Information about the Selling Securityholders, including those listed below, may change over time. Since the effectiveness of the Registration Statement on Form S-1 of which the Prospectus is a part, a number of Selling Securityholders have exercised their warrants and/or sold or otherwise transferred their securities registered thereunder. This prospectus supplement does not provide any updates with respect to any such exercises, sales or transfers, except for those expressly referred to in the immediately preceding paragraph.

 

Name of Selling Securityholder 

Number of Shares of Class A Common Stock Beneficially Owned
Before the Offering

   Number of Shares of Class A Common Stock Being Offered Hereby  

Number of Shares

of Class A Common Stock Beneficially Owned After the Offering

   Percentage of Outstanding Shares of Class A Common Stock Beneficially Owned After the Offering(1) 
Best Chapter Management LP(2)   62,500    62,500         
ECP Energy Transition Opportunities Fund A, LP(3)   609,451    609,451         
ECP Energy Transition Opportunities Fund B, LP (3)   57,216    57,216         
GLOW Young Men’s Christian Association, Inc.(4)(5)   81,000    81,000         
Zeliff Holdings. Inc.(6)   327,500    327,500         

 

 

*Less than 1%

 

(1)Based on the 53,590,976 shares of Class A Common Stock issued and outstanding as of November 8, 2021.

 

(2)Daniel R. Pickering, as Managing Member of the Selling Securityholder, has voting and investment power over the reported securities.

 

(3)Douglas Kimmelman, Andrew Singer, Peter Labbat, Tyler Reeder and Rahman D’Argenio, as the managing members of ECP ControlCo, LLC, which is the managing member of the general partner of the general partner of the Selling Securityholder, have voting and investment power over the reported securities.

 

(4)The shares (before the offering) consist of 81,000 shares of Class B Common Stock and 81,000 Opco Class A units.

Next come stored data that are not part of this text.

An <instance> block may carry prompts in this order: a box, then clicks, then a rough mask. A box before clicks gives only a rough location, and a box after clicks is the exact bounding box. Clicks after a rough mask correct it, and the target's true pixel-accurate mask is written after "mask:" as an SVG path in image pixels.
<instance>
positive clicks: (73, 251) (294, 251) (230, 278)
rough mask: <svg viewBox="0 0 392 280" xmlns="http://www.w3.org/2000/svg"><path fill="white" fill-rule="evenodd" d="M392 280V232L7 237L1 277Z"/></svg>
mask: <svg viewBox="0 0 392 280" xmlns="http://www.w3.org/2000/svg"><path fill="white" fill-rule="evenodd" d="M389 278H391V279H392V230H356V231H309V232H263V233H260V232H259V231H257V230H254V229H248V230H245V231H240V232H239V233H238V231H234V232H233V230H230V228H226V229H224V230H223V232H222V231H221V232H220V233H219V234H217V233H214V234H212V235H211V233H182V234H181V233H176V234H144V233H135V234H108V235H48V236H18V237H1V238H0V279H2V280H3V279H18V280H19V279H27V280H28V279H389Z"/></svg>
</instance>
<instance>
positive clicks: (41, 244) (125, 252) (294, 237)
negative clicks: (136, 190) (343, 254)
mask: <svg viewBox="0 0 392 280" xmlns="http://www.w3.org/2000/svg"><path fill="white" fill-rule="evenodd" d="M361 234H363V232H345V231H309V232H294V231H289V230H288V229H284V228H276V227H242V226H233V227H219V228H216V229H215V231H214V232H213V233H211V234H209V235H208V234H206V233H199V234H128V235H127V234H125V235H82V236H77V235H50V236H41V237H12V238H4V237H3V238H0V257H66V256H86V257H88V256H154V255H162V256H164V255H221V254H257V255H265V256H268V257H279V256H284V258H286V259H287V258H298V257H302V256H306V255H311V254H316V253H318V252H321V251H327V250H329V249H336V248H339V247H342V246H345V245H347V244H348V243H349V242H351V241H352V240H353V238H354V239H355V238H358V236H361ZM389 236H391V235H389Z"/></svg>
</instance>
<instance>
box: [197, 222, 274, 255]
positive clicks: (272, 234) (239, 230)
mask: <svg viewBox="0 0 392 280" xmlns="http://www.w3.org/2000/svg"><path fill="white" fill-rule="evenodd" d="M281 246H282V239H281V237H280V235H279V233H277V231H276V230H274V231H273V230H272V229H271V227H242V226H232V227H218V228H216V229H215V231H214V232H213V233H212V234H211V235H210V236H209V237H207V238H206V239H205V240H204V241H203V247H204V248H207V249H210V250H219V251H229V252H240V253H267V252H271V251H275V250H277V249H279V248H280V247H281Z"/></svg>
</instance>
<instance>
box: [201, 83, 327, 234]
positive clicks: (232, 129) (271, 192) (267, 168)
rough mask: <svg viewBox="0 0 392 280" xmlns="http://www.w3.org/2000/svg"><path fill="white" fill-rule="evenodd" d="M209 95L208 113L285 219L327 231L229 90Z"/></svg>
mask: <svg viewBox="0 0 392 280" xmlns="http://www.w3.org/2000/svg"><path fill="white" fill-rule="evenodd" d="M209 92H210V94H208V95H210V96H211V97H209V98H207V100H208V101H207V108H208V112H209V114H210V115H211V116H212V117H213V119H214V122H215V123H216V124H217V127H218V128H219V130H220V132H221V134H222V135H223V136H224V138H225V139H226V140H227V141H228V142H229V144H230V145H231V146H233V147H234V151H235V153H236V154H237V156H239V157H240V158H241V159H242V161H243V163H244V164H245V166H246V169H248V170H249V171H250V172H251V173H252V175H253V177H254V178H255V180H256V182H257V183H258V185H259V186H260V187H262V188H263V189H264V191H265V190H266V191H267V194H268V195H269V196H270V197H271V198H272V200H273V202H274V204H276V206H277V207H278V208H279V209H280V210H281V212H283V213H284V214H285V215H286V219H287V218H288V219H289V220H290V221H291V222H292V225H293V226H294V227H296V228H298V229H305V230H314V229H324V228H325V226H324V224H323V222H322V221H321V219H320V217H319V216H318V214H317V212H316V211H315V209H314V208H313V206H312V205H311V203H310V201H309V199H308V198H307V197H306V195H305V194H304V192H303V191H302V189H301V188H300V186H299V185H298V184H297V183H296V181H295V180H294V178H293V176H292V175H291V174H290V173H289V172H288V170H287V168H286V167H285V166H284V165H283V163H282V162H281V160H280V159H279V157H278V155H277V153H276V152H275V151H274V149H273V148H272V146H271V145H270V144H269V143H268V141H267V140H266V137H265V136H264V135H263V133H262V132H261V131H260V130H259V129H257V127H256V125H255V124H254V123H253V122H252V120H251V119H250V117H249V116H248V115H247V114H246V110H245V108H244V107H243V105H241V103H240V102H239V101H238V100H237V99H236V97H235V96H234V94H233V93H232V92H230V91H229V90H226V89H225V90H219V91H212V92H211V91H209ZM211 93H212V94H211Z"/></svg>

The board of directors of the Selling Securityholder, which is composed of more than three members, has ultimate voting and investment power over the reported shares.

 

(5)Pursuant to the limited liability company agreement of Opco, at the request of the holder, each Opco Class A unit may be redeemed for, at Opco’s election, a newly-issued share of Class A Common Stock or a cash payment equal to the Cash Election Amount (which is generally the volume-weighted average closing price of one share of Class A Common Stock for the five consecutive trading days prior to the date on which the holder requested the redemption), and upon redemption of such Opco Class A unit, a share of Class B Common Stock shall be surrendered by the holder and cancelled by the Company.

 

(6)Peter H. Zeliff, as President of the Selling Securityholder, has voting and investment power over the reported securities.